Abstract
AIMS
To compare tissue concentrations of diclofenac resulting from topical and oral applications of diclofenac according to clinically recommended prescriptions.
METHODS
Diclofenac sodium was applied to 14 subjects (four male and 10 female), who were scheduled to undergo knee arthroplasty due to osteoarthritis, according to the oral or topical prescription (a capsule containing 37.5 mg diclofenac sodium or two tapes containing a total of 30 mg diclofenac sodium). At 12 h after prescription, the diclofenac concentration in the fat, muscle and synovial tissues was measured with liquid chromatography and mass analysis.
RESULTS
The diclofenac concentration in the muscle was significantly higher (P = 0.0196) after topical application (average 9.29 ng ml−1) than after oral application (0.66 ng ml−1), whereas there was no significant difference in the plasma diclofenac level (4.70 and 6.63 ng ml−1) between the two applications. The concentration in the synovial membrane was significantly (P = 0.0181) lower in the topical application (4.99 ng ml−1) than in the oral application (15.07 ng ml−1).
CONCLUSIONS
Whereas plasma levels resulting from topical and oral applications of diclofenac according to clinically recommended prescriptions were comparable, concentration levels in the muscle and synovial tissues were different.

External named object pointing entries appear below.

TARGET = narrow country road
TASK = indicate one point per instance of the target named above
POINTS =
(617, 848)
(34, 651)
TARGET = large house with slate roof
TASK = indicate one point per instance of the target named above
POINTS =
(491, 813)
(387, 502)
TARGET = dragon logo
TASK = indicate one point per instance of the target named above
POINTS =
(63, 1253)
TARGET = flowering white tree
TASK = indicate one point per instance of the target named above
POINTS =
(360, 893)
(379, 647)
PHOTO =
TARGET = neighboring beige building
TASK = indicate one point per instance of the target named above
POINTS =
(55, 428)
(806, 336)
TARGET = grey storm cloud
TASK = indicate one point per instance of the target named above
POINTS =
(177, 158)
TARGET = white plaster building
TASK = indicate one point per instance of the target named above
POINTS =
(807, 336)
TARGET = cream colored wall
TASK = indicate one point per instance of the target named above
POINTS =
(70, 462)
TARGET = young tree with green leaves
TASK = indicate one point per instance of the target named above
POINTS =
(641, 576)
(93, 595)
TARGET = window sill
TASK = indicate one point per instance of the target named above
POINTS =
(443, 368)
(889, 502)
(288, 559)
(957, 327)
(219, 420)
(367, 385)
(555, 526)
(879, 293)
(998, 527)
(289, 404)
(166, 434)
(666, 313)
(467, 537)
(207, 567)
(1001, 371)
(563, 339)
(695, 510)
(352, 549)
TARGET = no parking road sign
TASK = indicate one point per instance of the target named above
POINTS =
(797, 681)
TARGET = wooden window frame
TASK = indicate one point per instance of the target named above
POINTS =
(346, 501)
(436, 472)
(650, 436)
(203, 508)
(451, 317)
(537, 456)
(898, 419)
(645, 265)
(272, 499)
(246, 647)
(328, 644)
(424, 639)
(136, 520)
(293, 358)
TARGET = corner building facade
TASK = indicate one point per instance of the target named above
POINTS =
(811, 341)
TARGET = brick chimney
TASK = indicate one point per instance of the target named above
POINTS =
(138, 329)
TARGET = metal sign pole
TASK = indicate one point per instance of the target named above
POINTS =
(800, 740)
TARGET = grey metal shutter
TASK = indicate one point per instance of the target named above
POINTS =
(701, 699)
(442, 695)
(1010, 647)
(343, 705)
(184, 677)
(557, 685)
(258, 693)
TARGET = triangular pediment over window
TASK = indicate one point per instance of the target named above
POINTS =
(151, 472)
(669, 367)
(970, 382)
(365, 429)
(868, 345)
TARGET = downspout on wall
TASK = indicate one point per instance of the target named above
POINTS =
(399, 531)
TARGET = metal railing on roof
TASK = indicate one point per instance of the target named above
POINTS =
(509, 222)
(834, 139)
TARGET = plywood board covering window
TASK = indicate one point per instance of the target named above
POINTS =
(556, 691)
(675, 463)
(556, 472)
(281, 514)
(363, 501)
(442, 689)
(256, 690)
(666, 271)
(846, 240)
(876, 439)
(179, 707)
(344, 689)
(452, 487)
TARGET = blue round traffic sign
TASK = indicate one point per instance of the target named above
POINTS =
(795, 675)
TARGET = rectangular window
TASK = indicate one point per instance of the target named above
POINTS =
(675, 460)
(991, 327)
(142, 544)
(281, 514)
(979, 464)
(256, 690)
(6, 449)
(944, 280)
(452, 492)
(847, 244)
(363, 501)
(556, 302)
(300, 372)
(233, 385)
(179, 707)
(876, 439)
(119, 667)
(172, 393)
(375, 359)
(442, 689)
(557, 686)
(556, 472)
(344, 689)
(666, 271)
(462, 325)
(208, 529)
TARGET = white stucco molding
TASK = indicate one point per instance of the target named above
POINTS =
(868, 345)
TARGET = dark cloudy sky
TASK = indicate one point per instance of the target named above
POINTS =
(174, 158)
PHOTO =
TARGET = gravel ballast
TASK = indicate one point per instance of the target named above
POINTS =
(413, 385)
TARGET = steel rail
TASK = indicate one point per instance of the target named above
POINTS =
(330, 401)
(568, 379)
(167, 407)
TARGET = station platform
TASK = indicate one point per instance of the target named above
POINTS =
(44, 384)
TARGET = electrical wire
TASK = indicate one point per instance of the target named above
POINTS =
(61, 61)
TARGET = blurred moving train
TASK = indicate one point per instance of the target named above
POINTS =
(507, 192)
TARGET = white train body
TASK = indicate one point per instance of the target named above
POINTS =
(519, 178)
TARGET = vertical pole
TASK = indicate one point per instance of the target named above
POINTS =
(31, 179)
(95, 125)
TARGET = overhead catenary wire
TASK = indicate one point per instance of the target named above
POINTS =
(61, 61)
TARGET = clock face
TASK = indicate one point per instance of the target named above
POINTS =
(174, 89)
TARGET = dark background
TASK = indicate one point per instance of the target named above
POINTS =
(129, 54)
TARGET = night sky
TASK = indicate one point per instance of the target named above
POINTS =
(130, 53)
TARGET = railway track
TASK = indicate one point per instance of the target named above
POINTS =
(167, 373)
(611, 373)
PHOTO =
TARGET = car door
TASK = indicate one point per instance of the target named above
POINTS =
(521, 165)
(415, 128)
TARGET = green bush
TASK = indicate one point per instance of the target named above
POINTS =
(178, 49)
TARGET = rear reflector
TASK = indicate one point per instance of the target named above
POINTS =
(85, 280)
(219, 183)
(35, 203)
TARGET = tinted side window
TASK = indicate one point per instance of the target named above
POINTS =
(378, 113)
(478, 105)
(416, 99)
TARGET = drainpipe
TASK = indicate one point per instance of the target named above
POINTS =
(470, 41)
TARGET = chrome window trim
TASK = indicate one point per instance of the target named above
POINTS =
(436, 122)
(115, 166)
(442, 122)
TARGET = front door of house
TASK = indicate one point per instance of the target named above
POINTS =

Keywords: diclofenac sodium, plasma concentration, tissue concentration, topical application
WHAT IS ALREADY KNOWN ABOUT THIS SUBJECT
Efficacy of oral administration of nonsteroidal anti-inflammatory drugs (NSAIDs) on the synovial and muscle tissues has been established.
However, efficacy of percutaneous administration of NSAIDs has not sufficiently been established because of lack of scientific data.
WHAT THIS STUDY ADDS
The diclofenac concentration in the muscle and fat at 12 h after topical application with a pair of tapes containing a total of 30 mg diclofenac sodium was significantly higher than that after oral application of a capsule containing 37.5 mg diclofenac sodium, whereas there was no significant difference in the plasma diclofenac level between the two applications.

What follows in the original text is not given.